The design example includes a complex FIR filter in VHDL optimized for Intel Stratix 10 devices. This FIR filter has one valid data sample every eight clock cycles.

See Designing Filters for High Performance.

The simple LUT-based DPD is initialized with a third-order polynomial.

Top-Level Design

The top-level design contains the device-level subsystem and five downsample and spectrum analyzer blocks from MathWork's DSP System Toolbox. These blocks show the spectral output from the various stages of the up-conversion chain.

Figure 56. Top-Level Design

Digital Up Converter

The digital_up_converter subsystem is the device-level subsystem. It contains all of the design's DSP Builder-based components and two gaps for HDL Import blocks.

Figure 57. Digital Upconverter

Buffer and Upsample

This scheduled subsystem contains two SharedMem blocks, which contain the 20 MSPS baseband source: one for the real part of the signal and one for the imaginary part. You can write to the blocks via the bus or use the preloaded tones.

The read_counter block drives the upconversion. It counts modulo 32 because it upsamples the 20 MSPS baseband by 4 to 80 MSPS and then holds each sample for 8 clock cycles at a clock rate of 640 MHz. The FIR filter accepts one sample every eight cycles. By holding the samples, the FIR does not need synchronization logic.

Figure 58. Buffer and Up-Sample

Mixer

This single-channel mixer consists of NCO and ComplexMixer IP blocks and a scheduled subsystem for controlling the NCO. The control subsystem asserts the valid signal once every eight cycles. The NCO generates a 16 MHz complex tone, which the ComplexMixer uses to mix the filtered signal.

Figure 59. Mixer

Scale

The scale scheduled subsystem scales the data so that it fits within the DPD's range of operation by bit-shifting from the mixer's output. You can use the optional multiplier for increasing the signal level if bit-shifting is insufficient.

Figure 60. Scale

FIR Coefficients

The FIR coefficients are defined in coefficients.vhd.

The coefficients are calculated in hdl_import_calc_fir_coefs.m. This script uses MATLAB’s cfirpm command to create complex coefficients.

DPD

The file lut_dpd.vhd contains the DPD for this design example. The DPD consists of an address generator that indexes a LUT. The output of the LUT is then multiplied with the complex input data. The LUT contents are calculated in hdl_import_calc_dpd_coefs.m. This script uses a simple, real-numbered, third-order model of an amplifier to calculate predistortion coefficients. DSP Builder uses these coefficients to calculate the LUT contents.

Simulink Simulations Results

Figure 61. Simulation

The first four waveforms are the real and imaginary input and output of the FIR. The FIR smooths the zero-padded signals.

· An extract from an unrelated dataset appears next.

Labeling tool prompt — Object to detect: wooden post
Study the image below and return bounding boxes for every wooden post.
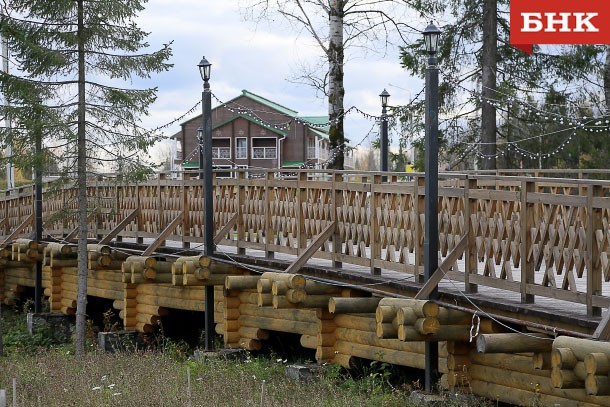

The next four waveforms are the real and imaginary input and output of the the DPD.

Figure 62. Upconverted

The two preloaded memory signals are clearly visible about 0, as are their four aliases because of the zero-insert upsampling.

Figure 63. Filtered

The aliased signals are attenuated by 40dB, as expected from the analysis in calc_fir_coefs.m.

Figure 64. Mixed

The mixed spectrum shows the baseband signal moving over to be centered on 16 MHz. This view shows the Simulink clock rate of 1 Hz rather than the FPGA clock rate of 640 MHz, so 16 MHz becomes 25 mHz.

Figure 65. Scaled

Scaled looks identical to mixed, except that the signal amplitude is much greater.

Figure 66. Output

The post-DPD output signal is a noiser version of the scaled signal. Observe the two third-order harmonics in the pass-band.